Explanation (300 words):
A normal distribution, also known as a Gaussian distribution, is a symmetrical, bell-shaped curve that describes how data is distributed around the mean (average). In a normal distribution, the mean, median, and mode are all equal and lie at the center of the curve. The spread of the distribution is measured by the standard deviation (σ), which tells us how much the values deviate from the mean.
The Empirical Rule, also known as the 68-95-99.7 Rule, is used to describe the percentage of data that falls within certain standard deviations from the mean in a normal distribution:
- Approximately 68% of the data values lie within one standard deviation of the mean (from μ – σ to μ + σ). This supports Option C, making it the correct choice.
- Approximately 95% of the data lie within two standard deviations of the mean (from μ – 2σ to μ + 2σ), not 47.5% as stated in Option A.
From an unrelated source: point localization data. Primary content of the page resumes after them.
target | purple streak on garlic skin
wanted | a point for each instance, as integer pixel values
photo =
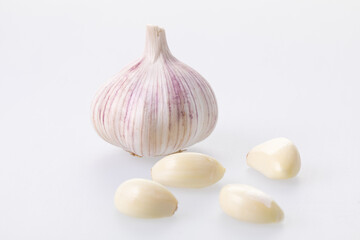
(157, 105)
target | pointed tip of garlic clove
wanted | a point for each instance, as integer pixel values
(249, 204)
(277, 159)
(144, 198)
(187, 170)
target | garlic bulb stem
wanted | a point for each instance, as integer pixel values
(156, 44)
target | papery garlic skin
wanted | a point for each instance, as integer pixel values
(249, 204)
(144, 198)
(157, 105)
(276, 159)
(187, 170)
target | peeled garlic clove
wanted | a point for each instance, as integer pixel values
(145, 199)
(187, 170)
(276, 159)
(249, 204)
(157, 105)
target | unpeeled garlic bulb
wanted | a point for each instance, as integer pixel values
(144, 198)
(247, 203)
(157, 105)
(187, 170)
(277, 159)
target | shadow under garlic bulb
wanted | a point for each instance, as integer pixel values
(157, 105)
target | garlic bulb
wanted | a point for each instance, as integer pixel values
(157, 105)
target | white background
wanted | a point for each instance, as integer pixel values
(278, 68)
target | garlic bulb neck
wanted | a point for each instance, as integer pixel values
(156, 44)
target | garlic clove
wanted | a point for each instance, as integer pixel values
(249, 204)
(157, 105)
(276, 159)
(145, 199)
(187, 170)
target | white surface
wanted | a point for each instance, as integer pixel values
(278, 68)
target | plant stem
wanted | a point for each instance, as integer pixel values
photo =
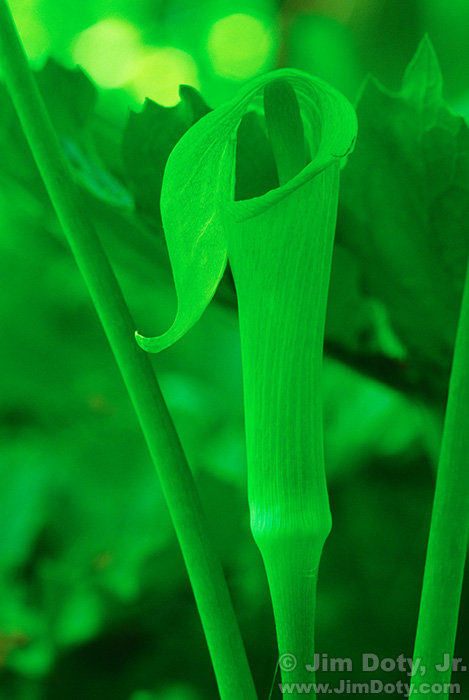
(203, 565)
(281, 267)
(449, 530)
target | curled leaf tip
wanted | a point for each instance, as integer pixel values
(310, 126)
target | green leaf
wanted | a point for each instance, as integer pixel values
(149, 138)
(405, 209)
(198, 196)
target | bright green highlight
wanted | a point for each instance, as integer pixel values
(239, 46)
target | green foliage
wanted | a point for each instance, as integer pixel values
(405, 211)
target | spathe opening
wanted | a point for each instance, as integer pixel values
(278, 136)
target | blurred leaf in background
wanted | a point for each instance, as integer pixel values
(94, 596)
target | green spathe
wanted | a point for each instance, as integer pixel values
(280, 247)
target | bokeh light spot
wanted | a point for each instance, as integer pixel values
(109, 51)
(239, 46)
(159, 74)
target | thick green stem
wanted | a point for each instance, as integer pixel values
(203, 565)
(447, 544)
(282, 317)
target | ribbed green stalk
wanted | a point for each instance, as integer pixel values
(282, 326)
(447, 544)
(203, 565)
(279, 246)
(282, 317)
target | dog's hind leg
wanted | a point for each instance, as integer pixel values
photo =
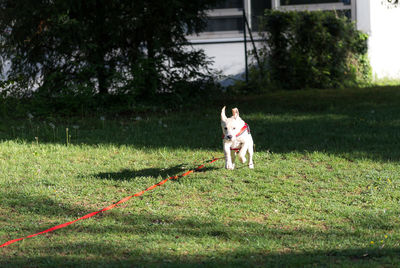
(233, 156)
(242, 153)
(251, 151)
(228, 156)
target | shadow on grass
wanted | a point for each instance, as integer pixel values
(130, 243)
(357, 123)
(164, 173)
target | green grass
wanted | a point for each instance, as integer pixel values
(324, 191)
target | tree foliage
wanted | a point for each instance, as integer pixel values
(313, 50)
(101, 46)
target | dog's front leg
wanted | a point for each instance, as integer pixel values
(228, 156)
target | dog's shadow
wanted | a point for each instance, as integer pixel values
(127, 174)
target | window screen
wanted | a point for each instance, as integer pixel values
(305, 2)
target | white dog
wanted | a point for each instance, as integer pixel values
(236, 139)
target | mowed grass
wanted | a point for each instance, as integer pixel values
(324, 191)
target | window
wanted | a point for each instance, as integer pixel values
(309, 2)
(228, 15)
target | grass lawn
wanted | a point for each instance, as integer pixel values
(324, 191)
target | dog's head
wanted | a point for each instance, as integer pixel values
(231, 126)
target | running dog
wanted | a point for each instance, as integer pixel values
(236, 139)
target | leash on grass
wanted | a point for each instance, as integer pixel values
(115, 204)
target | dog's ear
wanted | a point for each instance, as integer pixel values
(223, 116)
(235, 113)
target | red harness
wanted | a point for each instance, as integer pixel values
(244, 128)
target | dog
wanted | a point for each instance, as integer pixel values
(236, 139)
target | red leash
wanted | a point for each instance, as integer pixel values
(111, 206)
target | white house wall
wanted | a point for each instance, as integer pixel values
(381, 21)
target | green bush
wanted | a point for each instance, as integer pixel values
(312, 50)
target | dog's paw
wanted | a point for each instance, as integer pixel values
(230, 166)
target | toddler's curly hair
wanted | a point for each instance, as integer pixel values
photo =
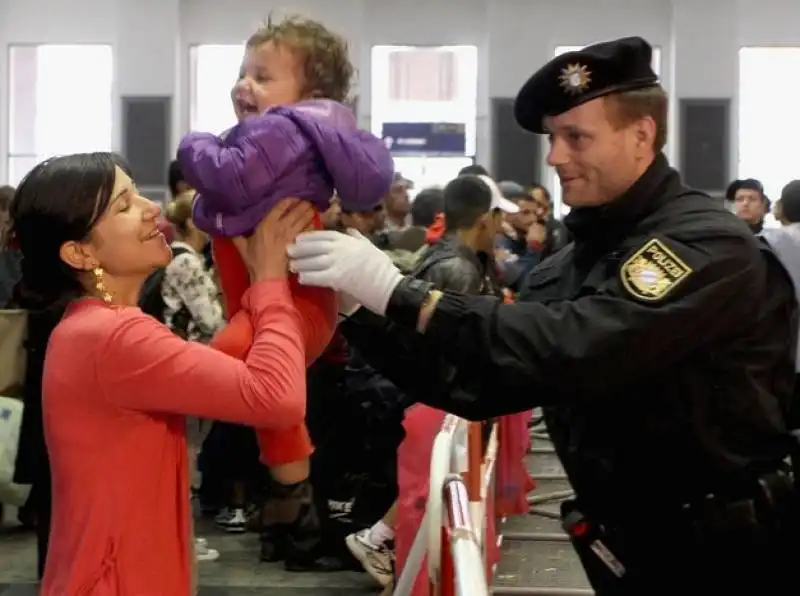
(327, 69)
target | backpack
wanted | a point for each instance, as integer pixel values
(151, 300)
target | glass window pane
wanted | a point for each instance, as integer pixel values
(213, 71)
(22, 73)
(80, 119)
(768, 120)
(19, 166)
(464, 108)
(60, 99)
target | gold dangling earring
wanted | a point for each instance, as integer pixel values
(101, 287)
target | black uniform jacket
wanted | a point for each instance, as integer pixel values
(660, 342)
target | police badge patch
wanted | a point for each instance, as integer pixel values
(653, 271)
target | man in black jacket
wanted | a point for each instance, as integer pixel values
(661, 343)
(460, 261)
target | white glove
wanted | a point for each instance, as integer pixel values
(345, 262)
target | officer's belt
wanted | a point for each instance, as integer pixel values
(757, 496)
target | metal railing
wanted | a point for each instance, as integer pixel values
(453, 531)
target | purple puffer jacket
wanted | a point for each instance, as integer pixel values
(306, 151)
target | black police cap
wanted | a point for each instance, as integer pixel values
(573, 78)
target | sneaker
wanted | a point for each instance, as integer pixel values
(376, 559)
(234, 521)
(224, 514)
(203, 553)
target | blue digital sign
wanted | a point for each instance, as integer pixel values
(425, 138)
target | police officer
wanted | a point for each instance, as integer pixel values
(660, 342)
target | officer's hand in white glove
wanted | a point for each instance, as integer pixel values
(346, 263)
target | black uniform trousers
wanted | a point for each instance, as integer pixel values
(666, 556)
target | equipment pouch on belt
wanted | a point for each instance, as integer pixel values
(584, 533)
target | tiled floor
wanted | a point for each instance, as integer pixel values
(238, 573)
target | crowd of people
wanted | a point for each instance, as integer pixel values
(297, 319)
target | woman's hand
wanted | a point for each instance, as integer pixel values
(264, 252)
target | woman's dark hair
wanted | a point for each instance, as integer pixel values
(59, 201)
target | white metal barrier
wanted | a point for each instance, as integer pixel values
(453, 530)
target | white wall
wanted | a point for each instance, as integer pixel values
(699, 38)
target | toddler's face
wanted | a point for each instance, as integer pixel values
(270, 75)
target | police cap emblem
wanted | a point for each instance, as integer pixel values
(575, 78)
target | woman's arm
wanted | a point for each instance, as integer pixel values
(146, 367)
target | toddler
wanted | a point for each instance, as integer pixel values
(295, 138)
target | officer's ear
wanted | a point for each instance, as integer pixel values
(644, 130)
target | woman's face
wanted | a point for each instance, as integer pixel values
(125, 242)
(271, 75)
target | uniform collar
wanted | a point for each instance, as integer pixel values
(641, 199)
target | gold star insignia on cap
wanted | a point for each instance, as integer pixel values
(575, 78)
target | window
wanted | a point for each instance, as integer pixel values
(60, 102)
(768, 119)
(425, 84)
(555, 186)
(213, 72)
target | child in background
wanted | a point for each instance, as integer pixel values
(295, 138)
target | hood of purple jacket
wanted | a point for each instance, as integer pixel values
(307, 150)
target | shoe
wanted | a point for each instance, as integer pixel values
(376, 559)
(203, 553)
(232, 520)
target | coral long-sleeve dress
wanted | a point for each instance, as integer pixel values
(116, 387)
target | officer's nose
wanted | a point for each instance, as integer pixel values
(558, 155)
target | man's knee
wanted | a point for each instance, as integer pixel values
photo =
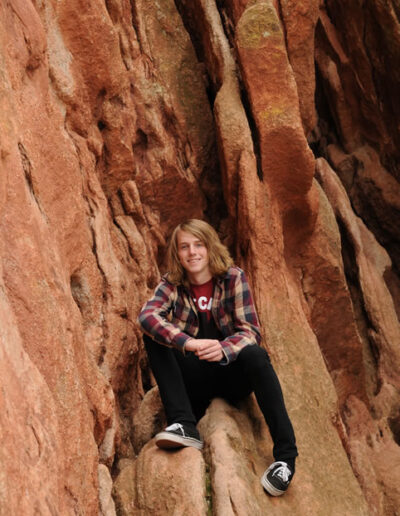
(254, 357)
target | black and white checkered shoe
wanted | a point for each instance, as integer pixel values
(276, 478)
(177, 435)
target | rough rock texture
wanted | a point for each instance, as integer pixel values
(118, 119)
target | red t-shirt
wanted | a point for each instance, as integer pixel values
(202, 297)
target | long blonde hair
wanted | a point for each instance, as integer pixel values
(220, 259)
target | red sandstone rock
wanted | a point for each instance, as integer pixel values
(162, 482)
(107, 142)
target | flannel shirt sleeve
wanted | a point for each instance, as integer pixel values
(245, 321)
(153, 318)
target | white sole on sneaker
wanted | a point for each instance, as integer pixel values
(168, 440)
(273, 491)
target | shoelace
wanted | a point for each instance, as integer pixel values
(283, 472)
(176, 426)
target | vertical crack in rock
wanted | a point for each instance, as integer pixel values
(27, 168)
(363, 321)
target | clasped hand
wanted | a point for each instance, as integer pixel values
(205, 349)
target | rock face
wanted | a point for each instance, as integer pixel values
(120, 119)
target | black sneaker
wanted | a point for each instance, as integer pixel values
(276, 478)
(177, 435)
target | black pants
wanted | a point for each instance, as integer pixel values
(187, 385)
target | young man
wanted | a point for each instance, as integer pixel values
(202, 338)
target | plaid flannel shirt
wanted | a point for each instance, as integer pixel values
(170, 316)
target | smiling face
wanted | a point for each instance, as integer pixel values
(193, 256)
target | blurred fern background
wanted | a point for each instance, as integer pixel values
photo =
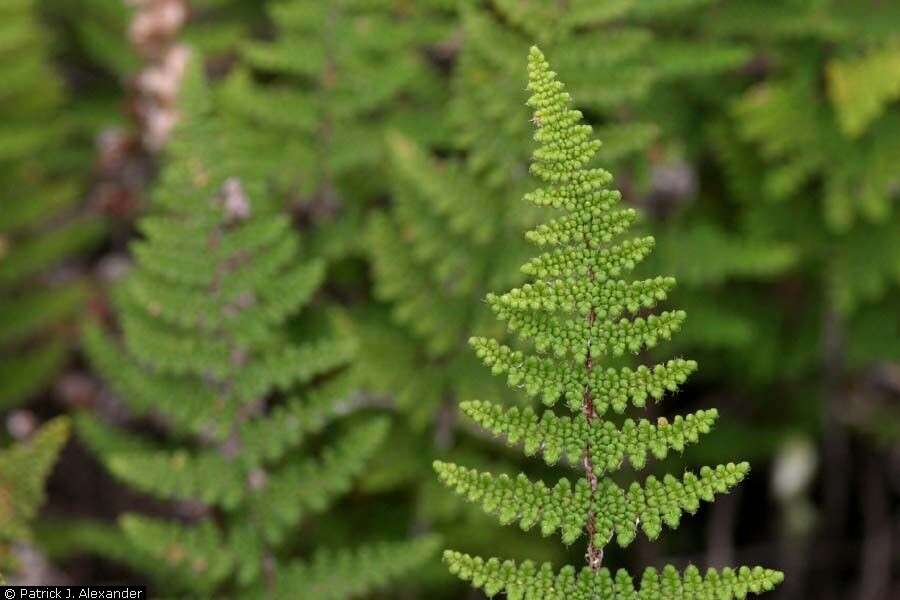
(243, 244)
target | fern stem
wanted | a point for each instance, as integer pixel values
(594, 554)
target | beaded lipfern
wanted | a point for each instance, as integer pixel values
(317, 98)
(577, 312)
(24, 468)
(206, 351)
(42, 226)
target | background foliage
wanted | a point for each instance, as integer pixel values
(757, 140)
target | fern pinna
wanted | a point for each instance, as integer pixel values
(318, 96)
(24, 469)
(42, 225)
(207, 353)
(573, 313)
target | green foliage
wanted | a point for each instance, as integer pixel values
(633, 47)
(577, 311)
(317, 99)
(42, 225)
(205, 349)
(24, 469)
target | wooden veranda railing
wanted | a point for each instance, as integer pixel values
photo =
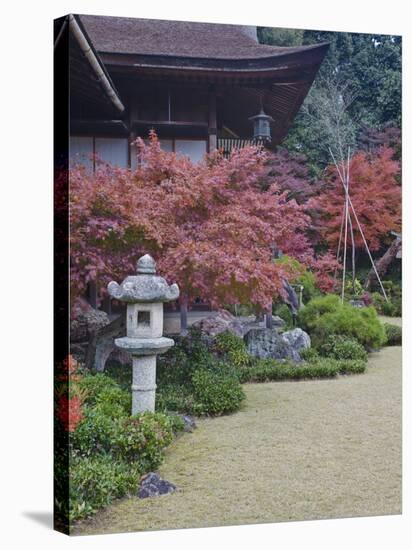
(228, 144)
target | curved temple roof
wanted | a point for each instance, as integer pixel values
(248, 74)
(127, 35)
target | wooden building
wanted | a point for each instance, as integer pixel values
(196, 84)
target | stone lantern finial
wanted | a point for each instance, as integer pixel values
(146, 264)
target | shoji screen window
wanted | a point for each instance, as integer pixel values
(113, 151)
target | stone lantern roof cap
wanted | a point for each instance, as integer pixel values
(144, 287)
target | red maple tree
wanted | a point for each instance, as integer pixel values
(210, 226)
(375, 194)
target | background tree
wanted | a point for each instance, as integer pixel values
(375, 194)
(365, 67)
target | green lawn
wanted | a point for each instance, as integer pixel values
(296, 451)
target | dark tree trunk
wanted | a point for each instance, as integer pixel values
(183, 315)
(383, 263)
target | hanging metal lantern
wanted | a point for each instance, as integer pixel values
(261, 126)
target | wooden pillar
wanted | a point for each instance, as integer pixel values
(92, 294)
(212, 122)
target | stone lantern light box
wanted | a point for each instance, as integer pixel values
(144, 294)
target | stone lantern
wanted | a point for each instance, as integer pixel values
(144, 295)
(261, 126)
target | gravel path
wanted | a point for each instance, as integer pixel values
(296, 451)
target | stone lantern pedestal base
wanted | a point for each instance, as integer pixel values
(143, 352)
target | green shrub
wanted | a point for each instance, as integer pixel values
(94, 434)
(94, 385)
(94, 482)
(303, 277)
(233, 347)
(390, 308)
(179, 384)
(378, 301)
(393, 334)
(284, 313)
(310, 314)
(175, 398)
(142, 437)
(356, 366)
(189, 354)
(309, 354)
(266, 370)
(360, 323)
(216, 393)
(325, 316)
(342, 347)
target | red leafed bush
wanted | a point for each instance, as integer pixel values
(69, 411)
(210, 226)
(375, 194)
(69, 397)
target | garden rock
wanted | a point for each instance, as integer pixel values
(153, 485)
(87, 323)
(297, 338)
(222, 321)
(189, 421)
(101, 346)
(268, 343)
(277, 321)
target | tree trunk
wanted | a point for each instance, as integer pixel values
(384, 262)
(183, 315)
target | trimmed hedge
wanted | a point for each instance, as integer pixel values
(265, 370)
(193, 378)
(393, 334)
(216, 393)
(341, 347)
(109, 449)
(95, 481)
(323, 317)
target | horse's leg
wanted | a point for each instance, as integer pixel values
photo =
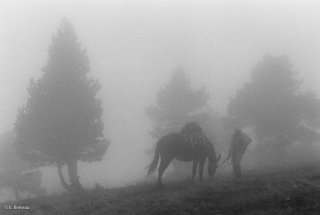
(165, 161)
(194, 170)
(201, 165)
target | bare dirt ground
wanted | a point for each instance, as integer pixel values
(286, 191)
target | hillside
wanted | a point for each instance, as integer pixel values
(293, 191)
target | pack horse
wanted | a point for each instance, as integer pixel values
(188, 145)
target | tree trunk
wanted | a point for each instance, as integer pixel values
(73, 175)
(16, 194)
(62, 180)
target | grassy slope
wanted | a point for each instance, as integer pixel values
(274, 192)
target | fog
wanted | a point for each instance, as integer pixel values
(133, 48)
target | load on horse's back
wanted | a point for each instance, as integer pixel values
(188, 145)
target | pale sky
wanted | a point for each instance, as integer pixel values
(133, 47)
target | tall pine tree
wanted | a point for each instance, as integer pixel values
(61, 122)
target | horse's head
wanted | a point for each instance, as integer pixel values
(213, 165)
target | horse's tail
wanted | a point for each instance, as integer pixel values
(152, 167)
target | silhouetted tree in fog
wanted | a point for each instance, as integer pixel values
(274, 106)
(61, 123)
(15, 173)
(177, 104)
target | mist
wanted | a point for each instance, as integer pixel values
(134, 47)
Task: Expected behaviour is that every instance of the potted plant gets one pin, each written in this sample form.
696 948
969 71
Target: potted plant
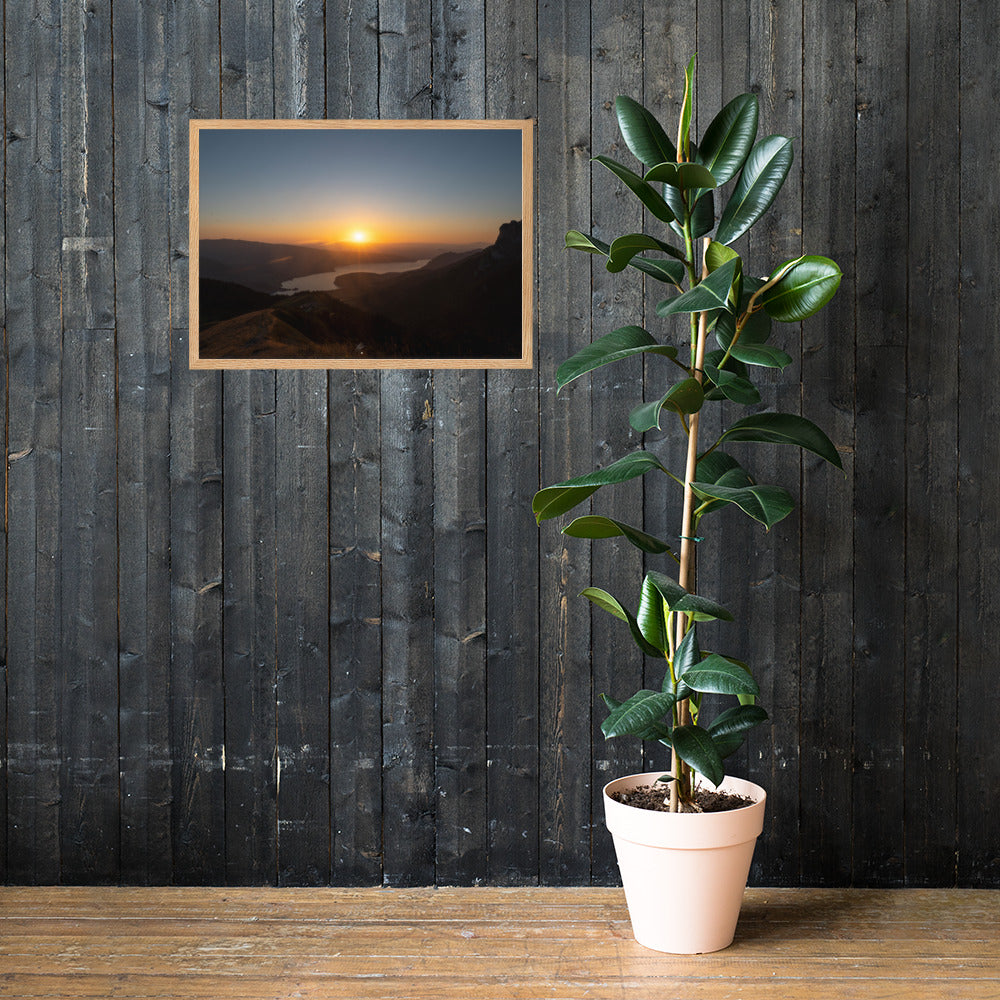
685 868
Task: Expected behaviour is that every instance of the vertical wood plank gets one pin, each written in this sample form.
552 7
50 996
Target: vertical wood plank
932 600
616 300
827 499
979 455
196 651
302 537
407 532
564 48
88 625
142 306
31 210
458 56
879 463
512 665
249 405
355 524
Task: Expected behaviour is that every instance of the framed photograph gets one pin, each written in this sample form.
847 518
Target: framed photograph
361 244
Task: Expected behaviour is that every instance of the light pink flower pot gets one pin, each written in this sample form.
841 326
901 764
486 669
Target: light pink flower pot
684 873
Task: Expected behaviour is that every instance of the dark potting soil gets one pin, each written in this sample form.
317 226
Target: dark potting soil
657 798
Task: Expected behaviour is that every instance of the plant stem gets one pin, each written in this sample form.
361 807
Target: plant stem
686 572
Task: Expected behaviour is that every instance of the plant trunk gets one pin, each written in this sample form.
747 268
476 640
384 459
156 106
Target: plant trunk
680 787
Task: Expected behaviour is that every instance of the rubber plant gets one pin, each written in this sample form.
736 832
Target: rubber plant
708 294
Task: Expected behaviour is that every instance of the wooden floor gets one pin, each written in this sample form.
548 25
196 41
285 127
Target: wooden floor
474 944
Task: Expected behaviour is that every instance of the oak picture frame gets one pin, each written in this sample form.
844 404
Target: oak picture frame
524 359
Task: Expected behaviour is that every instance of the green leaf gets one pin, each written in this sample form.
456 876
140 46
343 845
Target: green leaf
728 139
640 716
678 599
624 248
684 131
718 254
695 747
592 526
642 133
555 500
683 397
575 240
625 342
784 428
803 290
651 617
605 601
767 504
669 271
703 216
646 194
737 720
685 176
760 180
734 387
718 675
711 293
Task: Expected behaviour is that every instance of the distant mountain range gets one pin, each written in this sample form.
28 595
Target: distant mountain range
459 305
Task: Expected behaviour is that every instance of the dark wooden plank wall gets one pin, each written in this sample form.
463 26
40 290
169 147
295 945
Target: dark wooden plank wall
300 628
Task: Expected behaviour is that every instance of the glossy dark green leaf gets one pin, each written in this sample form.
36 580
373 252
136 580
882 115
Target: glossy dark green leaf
625 342
668 271
734 387
593 526
683 397
719 675
686 176
575 240
760 180
737 720
608 603
803 290
651 617
642 133
678 599
695 747
767 504
784 428
643 191
641 715
624 248
555 500
728 139
703 216
711 293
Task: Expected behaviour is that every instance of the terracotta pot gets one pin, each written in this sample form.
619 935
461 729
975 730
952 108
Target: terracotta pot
684 873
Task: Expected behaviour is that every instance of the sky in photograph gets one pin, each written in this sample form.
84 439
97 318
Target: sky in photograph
372 185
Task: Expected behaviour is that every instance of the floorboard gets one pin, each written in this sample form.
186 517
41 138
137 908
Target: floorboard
237 944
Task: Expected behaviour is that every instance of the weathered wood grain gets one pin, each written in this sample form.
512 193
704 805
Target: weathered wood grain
142 326
511 457
34 343
197 733
880 441
826 502
458 56
932 425
976 759
407 401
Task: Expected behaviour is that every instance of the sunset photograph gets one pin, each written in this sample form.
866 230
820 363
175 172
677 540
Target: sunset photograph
360 244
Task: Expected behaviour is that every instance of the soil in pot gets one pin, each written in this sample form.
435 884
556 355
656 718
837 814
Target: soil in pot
657 798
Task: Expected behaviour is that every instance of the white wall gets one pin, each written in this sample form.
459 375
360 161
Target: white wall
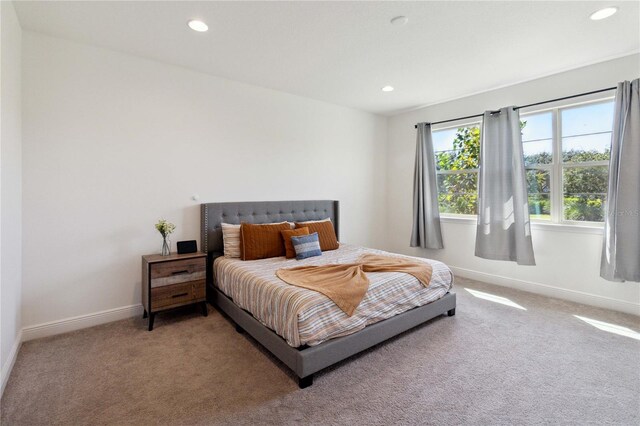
568 263
10 189
113 142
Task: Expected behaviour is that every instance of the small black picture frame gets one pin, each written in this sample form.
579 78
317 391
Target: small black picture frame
185 247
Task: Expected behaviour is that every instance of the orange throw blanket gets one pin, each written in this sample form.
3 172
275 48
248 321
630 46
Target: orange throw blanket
347 284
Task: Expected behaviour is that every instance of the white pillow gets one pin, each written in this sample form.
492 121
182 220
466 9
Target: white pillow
314 221
231 240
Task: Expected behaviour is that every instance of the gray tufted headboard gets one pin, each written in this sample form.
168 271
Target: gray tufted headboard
213 214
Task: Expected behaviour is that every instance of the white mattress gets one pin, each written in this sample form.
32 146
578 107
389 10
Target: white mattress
306 317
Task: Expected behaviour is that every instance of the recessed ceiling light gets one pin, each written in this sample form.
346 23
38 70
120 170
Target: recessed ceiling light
603 13
199 26
399 20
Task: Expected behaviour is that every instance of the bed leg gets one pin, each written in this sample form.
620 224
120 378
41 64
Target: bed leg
305 382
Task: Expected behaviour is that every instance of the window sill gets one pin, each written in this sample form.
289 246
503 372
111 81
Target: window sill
592 228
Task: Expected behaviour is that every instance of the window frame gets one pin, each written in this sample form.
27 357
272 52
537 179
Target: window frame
448 126
555 169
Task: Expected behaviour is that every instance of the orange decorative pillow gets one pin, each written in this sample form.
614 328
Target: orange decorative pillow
288 245
326 233
262 241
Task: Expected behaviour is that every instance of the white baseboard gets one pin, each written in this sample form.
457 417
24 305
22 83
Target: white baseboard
551 291
76 323
8 365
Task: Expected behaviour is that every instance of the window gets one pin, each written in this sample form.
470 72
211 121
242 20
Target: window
457 152
586 145
537 145
566 154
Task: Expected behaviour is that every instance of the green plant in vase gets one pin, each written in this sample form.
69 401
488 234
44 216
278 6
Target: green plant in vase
165 228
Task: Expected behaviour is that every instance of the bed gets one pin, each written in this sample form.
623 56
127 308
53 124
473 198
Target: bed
313 335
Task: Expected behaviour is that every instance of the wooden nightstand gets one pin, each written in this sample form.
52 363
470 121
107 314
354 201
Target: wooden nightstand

- Approximately 99.7% of the data fall within three standard deviations (from μ – 3σ to μ + 3σ), not 49.85% as stated in Option D.
- Because the distribution is symmetrical, about 50% of the values lie above the mean and 50% lie below. So, Option B is incorrect because only about 50%, not 68%, are greater than the mean.
Understanding the properties of the normal distribution is essential in fields such as statistics, psychology, and economics because it provides a basis for making predictions and understanding variability in data. The 68% rule is especially helpful in quickly estimating probabilities and analyzing the reliability of measured data.